1995, uno spazio tutto per sè.
Nasce showroom Poma
La metà degli anni Novanta si rivela il periodo ideale per mettersi in mostra, per comunicare all’esterno l’immagine di un’azienda consolidata che, assieme alle altre realtà del Gruppo, sente ora l’esigenza di condividere uno spazio all’interno del quale esprimere un concetto di casa completa e sempre al passo con i tempi.

A Brugnera, prende forma un unico grande ambiente di 7.000 mq, successivamente ampliati a 11.000 mq, che riunisce tutta la produzione del Gruppo ATMA: lo showroom Poma.
Un percorso scenografico, costantemente aggiornato, che fotografa lo stato dell’arte dell’arredamento, delle tendenze e degli stili di vita attraverso le proposte dei singoli marchi.
Un luogo dove fare rete con le altre aziende del gruppo, ma anche con i rivenditori, dove tenere eventi e meeting, dove coltivare relazioni.
2014, un nuovo viaggio.
Nasce MARONESE ACF
Nel 2014 il classico-moderno di Maronese si unisce al contemporaneo di ACF: nasce MARONESE ACF un’unica e grande realtà per dare vita al nuovo progetto di casa Maronese.
Due generazioni a confronto, ma soprattutto due generazioni che oggi intraprendono insieme lo stesso cammino verso il futuro.

Storie, design e passioni s’intrecciano in Maronese® per creare collezioni coordinate,
dedicate a tutti gli ambienti. Un nuovo punto di vista per esplorare idee e soluzioni in un inedito viaggio
nello stile e nella progettualità, verso una nuova idea di casa.
Oggi, la storia continua.
Maronese, azienda madre del Gruppo ATMA, si estende oggi su un’area di 48.000 mq.
I continui investimenti in ampliamenti strutturali, innovazioni tecnologiche e risorse umane sempre più specializzate hanno permesso di costruire negli anni un’identità solida ma dinamica allo stesso tempo.
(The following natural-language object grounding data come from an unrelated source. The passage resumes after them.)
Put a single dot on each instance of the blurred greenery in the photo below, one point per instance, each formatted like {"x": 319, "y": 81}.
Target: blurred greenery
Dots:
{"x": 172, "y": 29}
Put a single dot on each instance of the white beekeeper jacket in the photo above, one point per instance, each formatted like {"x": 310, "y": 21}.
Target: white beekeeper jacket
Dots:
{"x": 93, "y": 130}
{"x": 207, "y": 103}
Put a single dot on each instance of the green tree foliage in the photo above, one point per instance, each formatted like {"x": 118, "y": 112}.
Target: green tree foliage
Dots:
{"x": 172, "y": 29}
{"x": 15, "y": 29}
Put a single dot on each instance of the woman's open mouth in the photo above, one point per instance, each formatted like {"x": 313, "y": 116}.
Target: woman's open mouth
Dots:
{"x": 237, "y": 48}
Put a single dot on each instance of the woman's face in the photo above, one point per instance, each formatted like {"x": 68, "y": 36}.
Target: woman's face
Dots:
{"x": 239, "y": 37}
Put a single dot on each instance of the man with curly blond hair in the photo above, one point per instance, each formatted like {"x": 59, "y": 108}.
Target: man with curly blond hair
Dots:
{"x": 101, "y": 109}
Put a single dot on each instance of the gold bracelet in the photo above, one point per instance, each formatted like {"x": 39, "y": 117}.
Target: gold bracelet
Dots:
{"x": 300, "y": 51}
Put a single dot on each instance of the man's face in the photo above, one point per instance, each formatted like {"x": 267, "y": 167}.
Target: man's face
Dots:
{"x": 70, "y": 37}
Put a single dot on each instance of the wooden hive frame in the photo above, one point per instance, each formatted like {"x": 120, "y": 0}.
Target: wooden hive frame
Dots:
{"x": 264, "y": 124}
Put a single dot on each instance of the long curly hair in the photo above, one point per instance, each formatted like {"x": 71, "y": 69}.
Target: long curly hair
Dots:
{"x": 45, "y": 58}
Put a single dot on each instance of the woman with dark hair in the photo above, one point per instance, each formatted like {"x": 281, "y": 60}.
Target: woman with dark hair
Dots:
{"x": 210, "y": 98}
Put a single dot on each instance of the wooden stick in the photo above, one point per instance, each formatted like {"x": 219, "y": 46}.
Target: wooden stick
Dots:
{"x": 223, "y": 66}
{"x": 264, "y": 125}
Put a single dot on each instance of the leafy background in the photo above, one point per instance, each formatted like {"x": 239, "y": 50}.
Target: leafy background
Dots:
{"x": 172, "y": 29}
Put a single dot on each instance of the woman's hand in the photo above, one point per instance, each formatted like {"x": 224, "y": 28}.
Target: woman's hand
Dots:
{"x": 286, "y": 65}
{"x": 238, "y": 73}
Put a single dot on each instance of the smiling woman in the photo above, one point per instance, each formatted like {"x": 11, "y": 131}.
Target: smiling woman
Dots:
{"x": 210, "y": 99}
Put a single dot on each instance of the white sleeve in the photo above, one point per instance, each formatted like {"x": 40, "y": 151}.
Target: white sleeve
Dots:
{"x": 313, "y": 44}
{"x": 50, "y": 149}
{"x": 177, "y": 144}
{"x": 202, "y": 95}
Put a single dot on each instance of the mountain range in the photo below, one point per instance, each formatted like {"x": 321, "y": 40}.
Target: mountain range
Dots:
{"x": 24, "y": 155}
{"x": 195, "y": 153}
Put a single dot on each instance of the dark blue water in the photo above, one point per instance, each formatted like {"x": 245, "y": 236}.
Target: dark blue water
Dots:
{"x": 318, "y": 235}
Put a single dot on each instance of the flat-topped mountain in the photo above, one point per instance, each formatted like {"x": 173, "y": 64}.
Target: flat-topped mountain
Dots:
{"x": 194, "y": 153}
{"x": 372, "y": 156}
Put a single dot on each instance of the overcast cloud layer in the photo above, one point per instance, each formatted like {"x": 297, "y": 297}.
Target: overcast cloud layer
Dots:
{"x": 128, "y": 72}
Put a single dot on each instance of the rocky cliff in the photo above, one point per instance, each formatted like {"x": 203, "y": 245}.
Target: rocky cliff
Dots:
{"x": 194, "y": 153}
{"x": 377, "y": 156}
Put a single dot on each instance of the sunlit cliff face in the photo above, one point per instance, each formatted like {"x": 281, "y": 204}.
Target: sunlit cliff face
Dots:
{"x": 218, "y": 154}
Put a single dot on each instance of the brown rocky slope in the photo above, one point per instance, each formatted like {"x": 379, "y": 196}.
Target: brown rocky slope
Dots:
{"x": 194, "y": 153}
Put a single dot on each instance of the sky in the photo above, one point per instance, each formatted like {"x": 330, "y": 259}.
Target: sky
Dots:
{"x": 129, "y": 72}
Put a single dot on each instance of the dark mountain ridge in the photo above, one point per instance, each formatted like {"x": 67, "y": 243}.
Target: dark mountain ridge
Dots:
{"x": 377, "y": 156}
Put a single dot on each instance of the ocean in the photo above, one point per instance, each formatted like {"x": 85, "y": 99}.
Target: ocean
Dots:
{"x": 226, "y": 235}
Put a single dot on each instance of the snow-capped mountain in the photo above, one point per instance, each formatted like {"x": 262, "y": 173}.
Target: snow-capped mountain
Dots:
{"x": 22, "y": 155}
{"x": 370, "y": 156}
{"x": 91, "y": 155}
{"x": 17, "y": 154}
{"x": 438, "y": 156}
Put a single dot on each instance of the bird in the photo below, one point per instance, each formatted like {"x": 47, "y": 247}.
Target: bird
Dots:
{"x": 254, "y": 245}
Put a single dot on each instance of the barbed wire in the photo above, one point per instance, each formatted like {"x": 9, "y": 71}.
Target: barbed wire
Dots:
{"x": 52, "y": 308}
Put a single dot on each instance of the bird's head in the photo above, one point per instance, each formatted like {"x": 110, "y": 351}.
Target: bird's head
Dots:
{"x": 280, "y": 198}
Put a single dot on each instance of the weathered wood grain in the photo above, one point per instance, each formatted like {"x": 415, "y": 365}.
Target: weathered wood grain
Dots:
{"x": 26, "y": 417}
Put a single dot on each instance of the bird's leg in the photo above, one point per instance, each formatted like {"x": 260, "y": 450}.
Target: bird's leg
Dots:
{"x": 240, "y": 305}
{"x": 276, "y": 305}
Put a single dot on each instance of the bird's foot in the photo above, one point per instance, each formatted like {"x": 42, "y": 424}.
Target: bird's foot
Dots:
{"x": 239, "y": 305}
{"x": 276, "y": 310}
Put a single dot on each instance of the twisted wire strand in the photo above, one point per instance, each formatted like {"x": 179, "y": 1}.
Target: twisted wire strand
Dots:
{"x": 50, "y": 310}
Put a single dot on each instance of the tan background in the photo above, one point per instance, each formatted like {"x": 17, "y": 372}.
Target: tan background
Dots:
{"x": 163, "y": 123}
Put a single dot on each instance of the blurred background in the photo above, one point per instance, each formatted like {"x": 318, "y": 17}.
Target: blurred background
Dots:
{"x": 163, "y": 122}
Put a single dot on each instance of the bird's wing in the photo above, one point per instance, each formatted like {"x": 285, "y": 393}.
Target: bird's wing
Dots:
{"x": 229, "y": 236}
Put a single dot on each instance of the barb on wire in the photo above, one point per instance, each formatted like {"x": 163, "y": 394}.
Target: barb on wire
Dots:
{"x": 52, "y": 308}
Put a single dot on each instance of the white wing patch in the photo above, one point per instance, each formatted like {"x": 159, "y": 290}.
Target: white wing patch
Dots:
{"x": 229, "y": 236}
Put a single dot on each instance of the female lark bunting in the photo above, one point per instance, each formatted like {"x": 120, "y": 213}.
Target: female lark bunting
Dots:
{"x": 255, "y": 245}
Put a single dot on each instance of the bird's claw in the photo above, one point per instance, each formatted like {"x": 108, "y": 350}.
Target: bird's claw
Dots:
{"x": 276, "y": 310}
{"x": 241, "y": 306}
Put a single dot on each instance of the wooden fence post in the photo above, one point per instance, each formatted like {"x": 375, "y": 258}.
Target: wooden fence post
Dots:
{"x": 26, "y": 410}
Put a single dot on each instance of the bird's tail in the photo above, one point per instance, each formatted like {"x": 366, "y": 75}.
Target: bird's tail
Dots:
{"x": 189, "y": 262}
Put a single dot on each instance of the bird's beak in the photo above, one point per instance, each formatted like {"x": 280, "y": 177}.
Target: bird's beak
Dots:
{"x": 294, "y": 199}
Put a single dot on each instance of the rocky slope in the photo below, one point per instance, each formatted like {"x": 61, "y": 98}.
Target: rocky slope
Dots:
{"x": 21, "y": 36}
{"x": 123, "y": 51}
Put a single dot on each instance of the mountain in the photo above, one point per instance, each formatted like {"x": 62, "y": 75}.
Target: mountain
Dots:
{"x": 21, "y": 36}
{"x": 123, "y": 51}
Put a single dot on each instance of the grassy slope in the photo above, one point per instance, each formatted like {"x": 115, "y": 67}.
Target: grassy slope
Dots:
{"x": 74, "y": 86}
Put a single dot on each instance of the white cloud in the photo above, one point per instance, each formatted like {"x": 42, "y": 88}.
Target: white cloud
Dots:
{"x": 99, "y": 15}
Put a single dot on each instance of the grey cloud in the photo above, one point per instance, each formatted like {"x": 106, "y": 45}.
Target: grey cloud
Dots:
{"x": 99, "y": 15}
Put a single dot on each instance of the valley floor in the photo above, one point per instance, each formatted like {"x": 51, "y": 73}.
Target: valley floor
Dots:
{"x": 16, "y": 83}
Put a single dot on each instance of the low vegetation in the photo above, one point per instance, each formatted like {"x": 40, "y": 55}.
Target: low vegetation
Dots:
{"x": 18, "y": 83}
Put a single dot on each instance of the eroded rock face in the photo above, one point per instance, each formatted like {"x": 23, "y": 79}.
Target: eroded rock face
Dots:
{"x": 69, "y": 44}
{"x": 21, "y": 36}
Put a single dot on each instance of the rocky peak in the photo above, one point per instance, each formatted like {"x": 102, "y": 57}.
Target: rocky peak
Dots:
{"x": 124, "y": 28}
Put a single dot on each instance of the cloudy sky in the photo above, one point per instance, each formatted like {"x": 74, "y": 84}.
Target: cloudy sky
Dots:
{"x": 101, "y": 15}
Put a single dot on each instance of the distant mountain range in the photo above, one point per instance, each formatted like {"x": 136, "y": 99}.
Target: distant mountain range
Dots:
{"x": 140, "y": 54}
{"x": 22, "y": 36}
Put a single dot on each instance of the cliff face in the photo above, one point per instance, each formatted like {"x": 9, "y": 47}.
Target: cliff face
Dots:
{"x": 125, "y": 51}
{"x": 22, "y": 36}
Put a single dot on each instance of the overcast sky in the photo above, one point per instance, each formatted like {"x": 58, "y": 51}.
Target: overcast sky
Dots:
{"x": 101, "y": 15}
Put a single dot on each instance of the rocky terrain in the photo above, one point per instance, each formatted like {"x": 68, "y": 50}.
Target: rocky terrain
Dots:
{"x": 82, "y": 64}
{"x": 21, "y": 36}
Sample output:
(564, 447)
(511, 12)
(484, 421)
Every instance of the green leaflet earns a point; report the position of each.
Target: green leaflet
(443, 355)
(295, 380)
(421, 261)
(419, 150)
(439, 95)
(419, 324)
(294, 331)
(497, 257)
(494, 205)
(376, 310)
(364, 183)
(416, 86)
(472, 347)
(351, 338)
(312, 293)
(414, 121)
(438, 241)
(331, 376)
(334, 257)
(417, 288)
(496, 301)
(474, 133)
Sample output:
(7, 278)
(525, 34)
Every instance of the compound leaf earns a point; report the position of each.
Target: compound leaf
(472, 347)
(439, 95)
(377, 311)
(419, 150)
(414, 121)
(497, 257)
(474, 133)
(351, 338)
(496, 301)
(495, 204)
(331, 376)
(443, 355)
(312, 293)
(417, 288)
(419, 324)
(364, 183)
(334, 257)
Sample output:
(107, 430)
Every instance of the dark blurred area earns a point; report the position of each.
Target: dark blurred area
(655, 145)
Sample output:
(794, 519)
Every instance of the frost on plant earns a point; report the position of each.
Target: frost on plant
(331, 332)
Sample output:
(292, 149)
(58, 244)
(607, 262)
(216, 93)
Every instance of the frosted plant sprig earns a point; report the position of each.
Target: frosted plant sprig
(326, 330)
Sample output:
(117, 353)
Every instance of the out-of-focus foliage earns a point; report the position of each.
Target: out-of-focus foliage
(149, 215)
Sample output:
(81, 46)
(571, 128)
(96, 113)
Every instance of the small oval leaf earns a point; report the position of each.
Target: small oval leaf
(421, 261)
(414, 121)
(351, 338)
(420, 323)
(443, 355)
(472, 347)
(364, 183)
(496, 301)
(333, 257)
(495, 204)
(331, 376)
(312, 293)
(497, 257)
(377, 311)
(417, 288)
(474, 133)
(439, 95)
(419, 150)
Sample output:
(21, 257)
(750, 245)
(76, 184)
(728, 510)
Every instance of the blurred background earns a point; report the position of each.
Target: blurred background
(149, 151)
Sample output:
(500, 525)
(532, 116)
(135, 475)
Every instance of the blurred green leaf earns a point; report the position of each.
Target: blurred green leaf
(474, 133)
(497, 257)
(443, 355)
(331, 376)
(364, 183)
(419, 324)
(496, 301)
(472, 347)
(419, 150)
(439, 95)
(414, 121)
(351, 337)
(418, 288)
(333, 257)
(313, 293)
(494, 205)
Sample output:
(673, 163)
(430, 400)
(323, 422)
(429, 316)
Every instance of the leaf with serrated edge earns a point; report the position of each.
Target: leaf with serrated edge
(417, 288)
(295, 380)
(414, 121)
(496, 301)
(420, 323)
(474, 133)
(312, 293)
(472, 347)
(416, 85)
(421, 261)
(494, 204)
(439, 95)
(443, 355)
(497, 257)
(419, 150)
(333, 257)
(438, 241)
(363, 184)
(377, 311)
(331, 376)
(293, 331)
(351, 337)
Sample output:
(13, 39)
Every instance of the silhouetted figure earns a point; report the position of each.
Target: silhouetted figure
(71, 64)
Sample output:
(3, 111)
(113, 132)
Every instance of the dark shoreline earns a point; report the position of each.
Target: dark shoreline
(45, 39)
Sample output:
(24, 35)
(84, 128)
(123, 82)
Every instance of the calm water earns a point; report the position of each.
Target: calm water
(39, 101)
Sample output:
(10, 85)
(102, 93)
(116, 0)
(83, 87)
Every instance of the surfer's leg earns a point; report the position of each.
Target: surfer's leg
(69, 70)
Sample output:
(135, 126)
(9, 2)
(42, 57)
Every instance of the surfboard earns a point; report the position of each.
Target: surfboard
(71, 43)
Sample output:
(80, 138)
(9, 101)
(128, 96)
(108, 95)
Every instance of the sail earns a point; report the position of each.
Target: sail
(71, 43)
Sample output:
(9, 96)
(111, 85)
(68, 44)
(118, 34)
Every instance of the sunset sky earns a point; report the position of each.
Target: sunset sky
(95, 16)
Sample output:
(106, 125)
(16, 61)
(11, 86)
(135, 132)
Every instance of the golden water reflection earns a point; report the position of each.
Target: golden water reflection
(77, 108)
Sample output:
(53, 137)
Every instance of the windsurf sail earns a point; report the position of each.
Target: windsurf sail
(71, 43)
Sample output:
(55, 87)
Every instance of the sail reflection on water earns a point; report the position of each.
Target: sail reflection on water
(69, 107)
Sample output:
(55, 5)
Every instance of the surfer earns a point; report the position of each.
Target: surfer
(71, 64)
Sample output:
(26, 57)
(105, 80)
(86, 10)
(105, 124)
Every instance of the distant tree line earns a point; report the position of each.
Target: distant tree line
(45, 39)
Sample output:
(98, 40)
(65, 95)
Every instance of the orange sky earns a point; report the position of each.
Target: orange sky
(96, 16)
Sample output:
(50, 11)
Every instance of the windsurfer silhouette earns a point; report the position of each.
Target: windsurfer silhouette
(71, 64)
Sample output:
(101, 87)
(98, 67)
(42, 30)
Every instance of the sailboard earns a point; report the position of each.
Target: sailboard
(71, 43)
Il legame con il territorio e le persone, ma soprattutto il forte legame della famiglia Polesello sono il filo conduttore di questa lunga storia, che continua con successo dal 1966.

Dal 1984 Maronese fa parte del Gruppo ATMA e insieme alle altre aziende propone un arredamento completo per la casa. Il Gruppo ATMA comprende oggi 14 stabilimenti produttivi e impiega oltre 1.000 dipendenti: numeri importanti, che testimoniano ed evidenziano una concreta solidità, frutto di una grande storia e di una vera passione per il proprio lavoro.

Nel 2019, Maronese® si apre ufficialmente al mondo del contract,
dando vita a una nuova visione più internazionale e orientata ai progetti su misura.
L’azienda amplia competenze, servizi e strutture dedicate, affiancando studi di architettura
e imprese in soluzioni integrate per i settori residenziale e hospitality.

1966
Il girasole
L’artista Genesio
De Gottardo crea la prima
versione del logo.

1984
Maronese + Gruppo
Il simbolo del Gruppo ATMA
viene affiancato al logotipo
di Maronese.

1988
Restyling
Il nuovo logo del Gruppo ATMA affianca il logotipo originario
di Maronese.

1995
Lettera M
All’interno del simbolo del
Gruppo ATMA compare la lettera M di Maronese.

2014
Maronese + ACF
Maronese diventa
MARONESES ACF nel nome
e nel nuovo logo.

2025
Maronese è Casa
Progettare mobili capaci d’interpretare l’evoluzione degli spazi e le abitudini di chi li vive.


2025
Maronese® rinnova completamente le proprie composizioni nello showroom Poma e avvia un percorso di ridefinizione del brand in vista del 60° anniversario. Dopo gli anni come Maronese ACF®, l’azienda torna al nome originario Maronese®, presentando un’identità aggiornata, un nuovo logo e il payoff “Maronese è Casa”.